However, the vast majority of Alberta Conservative MPs are steering clear of the subject. Only a few of the Conservative MPs in the province responded to Globe interview requests last week, and were split in their reaction.

Mr. Storseth, the MP for the booming northeastern Alberta riding of Westlock-St. Paul, says the changes announced this month need to be reconsidered.

“I’ve asked for an exemption for Alberta until we can come up with more than just a closing of the program. We have to have solutions to this,” Mr. Storseth told The Globe and Mail.

The changes Ottawa announced on June 20 amount to a major overhaul of the program for low-wage jobs. Employers in regions where unemployment is above 6 per cent lose all access to the low-wage stream of the program. That effectively limits the program to Alberta, Saskatchewan and a few other regional pockets. Fees were also hiked and a new cap will be phased in to ensure that no more than 10 per cent of a workforce can be made up of TFWs.

If the influx of TFWs is limited, Mr. Storseth called for the government to offer incentives through the Employment Insurance program, such as subsidizing moving costs, to convince Canadians from other provinces to move to Alberta. “One market-based solution is changes to the EI program, so we stop paying Canadians not to come to Alberta to work.… I think we need to look at providing incentives to people,” Mr. Storseth said.
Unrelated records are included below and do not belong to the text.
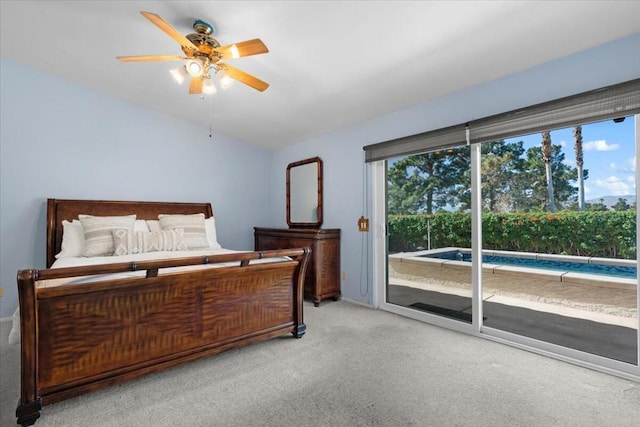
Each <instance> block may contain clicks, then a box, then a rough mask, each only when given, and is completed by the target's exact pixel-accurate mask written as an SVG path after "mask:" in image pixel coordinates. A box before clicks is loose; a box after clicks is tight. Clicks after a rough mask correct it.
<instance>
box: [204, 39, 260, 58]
mask: <svg viewBox="0 0 640 427" xmlns="http://www.w3.org/2000/svg"><path fill="white" fill-rule="evenodd" d="M214 50H216V51H217V52H220V53H222V57H223V58H224V59H231V58H240V57H243V56H251V55H258V54H261V53H267V52H269V49H268V48H267V46H265V44H264V43H262V40H260V39H252V40H246V41H243V42H239V43H233V44H228V45H226V46H220V47H219V48H216V49H214Z"/></svg>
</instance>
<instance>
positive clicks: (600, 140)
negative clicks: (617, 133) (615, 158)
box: [582, 139, 620, 151]
mask: <svg viewBox="0 0 640 427" xmlns="http://www.w3.org/2000/svg"><path fill="white" fill-rule="evenodd" d="M582 149H583V150H584V151H615V150H618V149H620V144H608V143H607V141H605V140H604V139H599V140H597V141H589V142H585V143H584V144H582Z"/></svg>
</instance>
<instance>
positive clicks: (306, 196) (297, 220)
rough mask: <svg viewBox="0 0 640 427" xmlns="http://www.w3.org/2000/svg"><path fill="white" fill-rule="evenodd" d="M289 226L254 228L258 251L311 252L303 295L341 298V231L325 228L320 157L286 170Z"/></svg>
mask: <svg viewBox="0 0 640 427" xmlns="http://www.w3.org/2000/svg"><path fill="white" fill-rule="evenodd" d="M286 185H287V187H286V188H287V225H288V226H289V228H264V227H254V239H255V245H254V247H255V250H256V251H264V250H271V249H289V248H310V249H311V257H310V258H309V264H308V265H307V271H306V274H305V280H304V294H305V296H306V297H309V298H312V299H313V305H314V306H316V307H318V306H319V305H320V301H322V300H323V299H327V298H331V299H333V300H337V299H338V298H340V295H341V289H340V229H338V228H320V227H321V225H322V214H323V212H322V160H320V158H319V157H313V158H310V159H305V160H300V161H299V162H293V163H289V166H287V181H286Z"/></svg>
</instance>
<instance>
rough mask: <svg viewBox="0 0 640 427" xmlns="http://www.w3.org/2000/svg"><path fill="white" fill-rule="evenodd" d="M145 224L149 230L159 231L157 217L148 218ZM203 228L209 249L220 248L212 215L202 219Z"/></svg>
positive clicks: (152, 230)
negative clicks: (204, 232)
mask: <svg viewBox="0 0 640 427" xmlns="http://www.w3.org/2000/svg"><path fill="white" fill-rule="evenodd" d="M147 226H148V227H149V231H160V230H162V228H160V221H158V220H157V219H149V220H147ZM204 228H205V232H206V234H207V242H208V243H209V247H210V248H211V249H220V248H221V247H222V246H221V245H220V243H218V235H217V232H216V220H215V219H214V217H209V218H207V219H205V220H204Z"/></svg>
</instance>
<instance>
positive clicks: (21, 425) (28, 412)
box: [16, 398, 42, 427]
mask: <svg viewBox="0 0 640 427" xmlns="http://www.w3.org/2000/svg"><path fill="white" fill-rule="evenodd" d="M40 409H42V401H41V400H40V399H39V398H38V399H37V400H34V401H33V402H29V403H25V404H22V402H21V400H20V399H19V400H18V407H17V408H16V417H18V424H20V425H21V426H23V427H25V426H32V425H33V424H35V422H36V420H37V419H38V418H40Z"/></svg>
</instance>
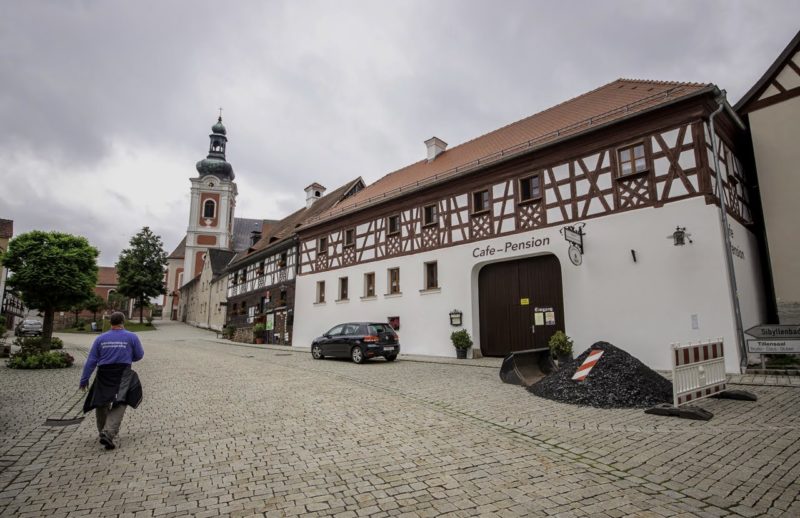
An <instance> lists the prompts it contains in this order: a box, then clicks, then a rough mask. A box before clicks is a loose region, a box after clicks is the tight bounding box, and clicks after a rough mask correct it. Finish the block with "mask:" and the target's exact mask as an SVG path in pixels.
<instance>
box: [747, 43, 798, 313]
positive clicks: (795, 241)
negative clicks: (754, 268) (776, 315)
mask: <svg viewBox="0 0 800 518" xmlns="http://www.w3.org/2000/svg"><path fill="white" fill-rule="evenodd" d="M736 111H737V112H738V113H740V114H741V115H742V117H743V118H744V119H745V121H746V122H747V125H748V127H749V129H750V133H751V135H752V142H753V153H754V158H755V166H756V169H757V173H758V186H759V189H758V192H759V194H760V197H761V200H760V201H761V205H762V206H763V214H764V225H765V233H766V237H767V242H768V248H769V262H770V266H771V273H772V280H773V285H774V296H775V305H776V310H777V318H778V320H779V322H780V323H781V324H790V325H791V324H795V325H800V243H798V240H797V237H796V236H797V223H798V221H800V204H798V200H797V197H798V193H800V171H798V168H797V164H798V163H800V146H798V145H797V140H798V136H799V135H800V32H798V33H797V35H796V36H795V37H794V39H792V41H791V42H790V43H789V45H787V47H786V48H785V49H784V51H783V52H781V54H780V55H779V56H778V57H777V59H776V60H775V61H774V62H773V63H772V64H771V65H770V66H769V68H768V69H767V71H766V72H764V75H763V76H761V78H760V79H759V80H758V81H757V82H756V84H754V85H753V87H752V88H751V89H750V91H748V92H747V93H746V94H745V96H744V97H743V98H742V99H741V100H740V101H739V102H738V103H736Z"/></svg>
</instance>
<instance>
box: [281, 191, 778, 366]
mask: <svg viewBox="0 0 800 518" xmlns="http://www.w3.org/2000/svg"><path fill="white" fill-rule="evenodd" d="M678 225H680V226H685V227H686V228H687V231H688V232H690V233H691V234H692V235H691V238H692V240H693V241H694V243H693V244H687V245H685V246H682V247H679V246H674V245H673V242H672V239H671V238H670V239H667V236H669V235H671V234H672V232H673V231H674V230H675V227H676V226H678ZM719 225H720V223H719V220H718V211H717V209H716V208H715V206H714V205H706V204H705V202H704V200H703V198H701V197H698V198H691V199H688V200H685V201H681V202H676V203H671V204H668V205H667V206H665V207H662V208H658V209H653V208H650V209H638V210H633V211H630V212H627V213H622V214H615V215H611V216H607V217H603V218H597V219H591V220H587V222H586V227H585V233H586V237H585V238H584V240H585V241H584V242H585V255H584V259H583V264H582V265H581V266H574V265H573V264H572V263H571V262H570V260H569V258H568V256H567V249H568V244H567V242H566V241H565V240H564V238H563V237H562V236H561V235H560V234H559V228H560V227H555V228H547V229H543V230H539V231H534V232H527V233H522V234H518V235H516V236H507V237H502V238H497V239H490V240H485V241H481V242H479V243H471V244H465V245H460V246H454V247H451V248H445V249H440V250H436V251H432V252H427V253H419V254H415V255H409V256H403V257H397V258H392V259H387V260H382V261H375V262H372V263H368V264H363V265H357V266H353V267H348V268H342V269H338V270H334V271H330V272H325V273H321V274H309V275H301V276H299V277H298V279H297V284H296V288H297V292H296V304H295V322H296V325H295V334H294V343H293V345H295V346H301V347H308V346H309V345H310V344H311V340H312V339H313V338H315V337H316V336H319V335H321V334H322V333H323V332H324V331H326V330H327V329H329V328H330V327H332V326H334V325H335V324H337V323H341V322H345V321H357V320H376V321H380V322H384V321H386V317H388V316H399V317H400V323H401V328H400V331H399V334H400V343H401V347H402V351H403V352H404V353H408V354H425V355H434V356H455V350H454V349H453V347H452V345H451V344H450V340H449V335H450V333H451V331H452V330H453V329H454V328H453V327H451V326H450V324H449V318H448V313H449V312H450V311H451V310H453V309H459V310H461V311H463V312H464V327H465V328H466V329H468V330H469V331H470V333H471V334H472V335H473V337H474V339H475V347H476V348H479V347H480V343H479V337H480V329H479V322H478V320H479V313H478V275H479V271H480V268H481V267H482V266H484V265H485V264H488V263H489V262H495V261H497V260H511V259H519V258H522V257H527V256H533V255H537V254H544V253H553V254H555V255H556V256H557V257H558V259H559V261H560V262H561V268H562V279H563V291H564V307H565V315H564V316H563V317H562V316H560V315H558V316H557V318H564V319H565V320H564V322H565V328H566V332H567V334H568V335H570V336H571V337H572V338H573V339H574V340H575V344H576V354H578V353H580V352H582V351H583V350H584V349H586V348H587V347H589V346H590V345H591V344H592V343H594V342H596V341H598V340H605V341H608V342H611V343H613V344H615V345H616V346H618V347H621V348H623V349H625V350H626V351H628V352H630V353H631V354H633V355H634V356H636V357H637V358H639V359H640V360H641V361H643V362H644V363H646V364H647V365H649V366H651V367H653V368H656V369H664V370H668V369H670V368H671V364H670V354H669V352H670V343H672V342H686V341H690V340H691V341H698V340H705V339H712V338H717V337H723V338H724V340H725V343H726V369H727V370H728V371H729V372H738V363H739V362H738V354H737V350H736V339H735V337H736V333H735V325H734V318H733V312H732V306H731V302H730V296H729V290H728V283H727V274H726V272H725V260H724V255H723V246H724V245H723V241H722V234H721V232H720V226H719ZM736 232H740V233H741V239H740V241H742V243H741V247H747V250H746V251H745V253H746V257H748V260H749V259H750V258H752V259H755V258H756V257H757V254H756V250H755V248H754V246H755V242H754V240H752V239H750V237H752V236H748V237H747V239H745V236H746V235H747V234H746V232H747V231H746V230H744V229H743V228H741V230H738V229H737V231H736ZM532 236H535V237H537V238H542V239H544V238H549V245H547V246H543V247H541V248H538V249H529V250H520V251H517V252H509V253H497V254H495V255H494V256H492V257H488V258H476V257H474V255H475V254H476V251H475V250H476V249H482V248H485V247H486V246H493V247H495V248H500V249H502V248H504V244H505V243H506V242H507V241H512V242H521V241H526V240H528V239H530V238H531V237H532ZM631 250H635V251H636V255H637V261H636V262H635V263H634V261H633V259H632V256H631ZM432 260H436V261H438V264H439V284H440V287H441V291H440V292H438V293H421V292H420V289H421V288H422V283H423V264H424V263H425V262H426V261H432ZM394 267H398V268H400V272H401V274H400V275H401V278H400V282H401V290H402V295H401V296H396V297H387V296H385V295H384V293H385V292H386V270H387V268H394ZM366 272H375V277H376V295H377V297H376V298H375V300H368V301H362V300H361V299H360V296H361V295H362V294H363V274H364V273H366ZM748 272H749V273H748ZM752 272H757V264H755V265H754V264H749V265H748V266H747V267H746V268H744V269H743V272H742V276H743V277H746V278H747V280H746V281H745V280H742V281H740V282H741V286H740V294H741V297H742V300H743V304H742V306H743V313H747V315H748V317H747V319H746V322H749V321H754V320H758V317H757V315H759V314H762V313H760V311H762V310H761V309H760V308H761V307H763V301H762V300H761V299H760V298H759V295H758V293H759V288H760V287H759V286H757V277H756V276H755V275H753V273H752ZM343 276H348V277H349V283H350V300H349V301H348V302H335V299H336V298H337V295H338V294H337V293H336V290H337V287H338V278H339V277H343ZM319 280H324V281H325V283H326V288H327V293H326V295H327V296H326V300H327V301H328V302H326V303H325V304H314V300H315V292H316V282H317V281H319ZM692 315H697V322H698V329H692Z"/></svg>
Conservative MPs in Alberta are in the awkward position of having to defend federal policy changes that have become a lightning rod in the provincial Tory leadership race. All three candidates competing to become the next Progressive Conservative leader – and Alberta premier – accuse the federal Conservatives of unfairly punishing the province.
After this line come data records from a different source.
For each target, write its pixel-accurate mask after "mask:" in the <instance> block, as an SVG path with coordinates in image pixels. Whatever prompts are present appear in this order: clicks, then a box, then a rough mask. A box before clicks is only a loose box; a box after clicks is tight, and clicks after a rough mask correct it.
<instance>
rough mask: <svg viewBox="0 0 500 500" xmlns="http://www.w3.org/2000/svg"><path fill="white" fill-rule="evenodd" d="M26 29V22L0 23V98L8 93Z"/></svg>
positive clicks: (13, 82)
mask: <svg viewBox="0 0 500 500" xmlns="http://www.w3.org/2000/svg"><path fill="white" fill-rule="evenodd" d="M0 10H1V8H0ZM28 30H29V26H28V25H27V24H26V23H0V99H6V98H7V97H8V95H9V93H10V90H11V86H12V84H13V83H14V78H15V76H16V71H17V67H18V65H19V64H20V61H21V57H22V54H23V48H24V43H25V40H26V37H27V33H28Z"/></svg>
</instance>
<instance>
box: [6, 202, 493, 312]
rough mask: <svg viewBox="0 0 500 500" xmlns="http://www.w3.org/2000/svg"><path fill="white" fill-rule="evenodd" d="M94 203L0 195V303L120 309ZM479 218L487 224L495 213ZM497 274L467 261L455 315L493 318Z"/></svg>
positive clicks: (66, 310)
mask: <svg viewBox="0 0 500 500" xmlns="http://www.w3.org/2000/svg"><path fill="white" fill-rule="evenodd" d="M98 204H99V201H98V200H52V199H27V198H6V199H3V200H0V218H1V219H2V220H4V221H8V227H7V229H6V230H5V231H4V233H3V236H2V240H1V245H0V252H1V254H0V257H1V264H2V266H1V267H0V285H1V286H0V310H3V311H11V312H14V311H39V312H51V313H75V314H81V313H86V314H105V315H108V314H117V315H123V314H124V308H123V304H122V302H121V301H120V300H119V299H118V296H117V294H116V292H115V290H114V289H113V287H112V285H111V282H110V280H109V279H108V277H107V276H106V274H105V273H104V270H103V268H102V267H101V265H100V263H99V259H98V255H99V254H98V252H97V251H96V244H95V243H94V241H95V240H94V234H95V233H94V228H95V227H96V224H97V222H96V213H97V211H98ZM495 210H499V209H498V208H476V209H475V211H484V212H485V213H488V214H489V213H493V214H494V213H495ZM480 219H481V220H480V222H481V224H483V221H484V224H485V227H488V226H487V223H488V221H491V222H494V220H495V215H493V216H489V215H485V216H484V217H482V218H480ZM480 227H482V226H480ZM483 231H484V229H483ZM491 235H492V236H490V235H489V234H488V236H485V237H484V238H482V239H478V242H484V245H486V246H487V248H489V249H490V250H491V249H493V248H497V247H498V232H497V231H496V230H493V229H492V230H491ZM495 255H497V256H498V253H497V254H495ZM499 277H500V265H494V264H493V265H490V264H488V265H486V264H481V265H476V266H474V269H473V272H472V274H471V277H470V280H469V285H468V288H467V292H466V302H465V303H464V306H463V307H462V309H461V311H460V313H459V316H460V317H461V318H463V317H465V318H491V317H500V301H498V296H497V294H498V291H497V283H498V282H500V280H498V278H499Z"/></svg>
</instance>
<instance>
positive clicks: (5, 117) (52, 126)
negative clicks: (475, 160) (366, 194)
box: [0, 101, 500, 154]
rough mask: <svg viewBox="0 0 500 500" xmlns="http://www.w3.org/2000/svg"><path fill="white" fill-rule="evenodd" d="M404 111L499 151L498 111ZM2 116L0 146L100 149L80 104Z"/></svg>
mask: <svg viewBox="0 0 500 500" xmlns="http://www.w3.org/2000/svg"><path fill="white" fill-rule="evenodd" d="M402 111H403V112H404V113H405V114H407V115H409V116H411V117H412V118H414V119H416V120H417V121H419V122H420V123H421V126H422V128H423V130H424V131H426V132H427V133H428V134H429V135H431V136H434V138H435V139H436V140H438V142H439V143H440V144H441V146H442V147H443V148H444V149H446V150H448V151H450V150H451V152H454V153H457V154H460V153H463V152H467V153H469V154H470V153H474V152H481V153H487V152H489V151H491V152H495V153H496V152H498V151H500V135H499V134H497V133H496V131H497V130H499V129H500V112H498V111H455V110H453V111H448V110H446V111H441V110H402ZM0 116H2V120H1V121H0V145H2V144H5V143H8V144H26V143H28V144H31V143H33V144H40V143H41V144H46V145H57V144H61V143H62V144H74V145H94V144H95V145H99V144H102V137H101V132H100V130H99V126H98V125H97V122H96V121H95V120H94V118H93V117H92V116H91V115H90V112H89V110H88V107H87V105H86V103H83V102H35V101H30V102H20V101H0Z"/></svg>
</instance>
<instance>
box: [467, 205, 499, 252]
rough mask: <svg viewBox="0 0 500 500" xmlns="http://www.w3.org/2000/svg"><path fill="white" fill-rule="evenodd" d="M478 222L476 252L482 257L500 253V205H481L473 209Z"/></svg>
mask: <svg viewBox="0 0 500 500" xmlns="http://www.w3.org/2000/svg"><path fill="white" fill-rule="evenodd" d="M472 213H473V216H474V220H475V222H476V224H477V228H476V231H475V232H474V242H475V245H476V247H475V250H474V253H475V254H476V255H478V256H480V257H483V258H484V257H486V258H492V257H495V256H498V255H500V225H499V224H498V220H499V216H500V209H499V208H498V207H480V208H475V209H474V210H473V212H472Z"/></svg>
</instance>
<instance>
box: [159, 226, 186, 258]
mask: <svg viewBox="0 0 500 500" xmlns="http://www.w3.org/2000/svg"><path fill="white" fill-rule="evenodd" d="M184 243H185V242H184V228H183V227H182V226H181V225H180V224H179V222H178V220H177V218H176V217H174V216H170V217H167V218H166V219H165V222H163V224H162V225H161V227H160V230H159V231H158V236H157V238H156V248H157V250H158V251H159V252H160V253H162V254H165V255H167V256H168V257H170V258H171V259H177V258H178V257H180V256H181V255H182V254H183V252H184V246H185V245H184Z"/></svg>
Rob Anders, a Calgary MP, played down concerns with the program. “Constituents want more restrictions on the program. There are some business owners who want to keep it the way it is. The vast majority desire less temporary foreign workers,” he said in an e-mail. Alberta MP Kevin Sorenson sent a written statement saying he supported the changes.

MP Rob Merrifield, who represents the western Alberta riding of Yellowhead, said labour crunches are a “major concern” but temporary labour is not the solution. He said the TFW program kept some wages artificially low, and hopes more permanent immigrants can instead meet the labour demand.

“Shortage of labour is a chronic concern in our riding. The issue is you can’t fix a permanent problem with a temporary solution,” he said.

Liberal Leader Justin Trudeau is among those hoping to capitalize on the pushback in Alberta.

The TFW program has “turned into one of the most anti-Alberta federal policies we’ve seen in decades,” Mr. Trudeau told Fort McMurray country station 93.3, during a blitz of interviews for a federal by-election.

Mr. Trudeau’s comments were immediately scorned by Mr. Kenney, himself a Calgary MP who noted Mr. Trudeau and his MPs voted two months ago in favour of an NDP motion calling for “an immediate moratorium” on the lower-skilled stream of the foreign worker program, a more extreme restriction than the Conservatives took.

Mr. Merrifield said the TFW changes will “dramatically” affect his riding, and said Mr. Kenney committed to monitoring the changes over the summer.

“We’re animals of habit and our comfort zone is what we’ve got,” Mr. Merrifield said. “So to move people away from a temporary program that they became rather dependent on to something else is going to take a little bit of pressure.”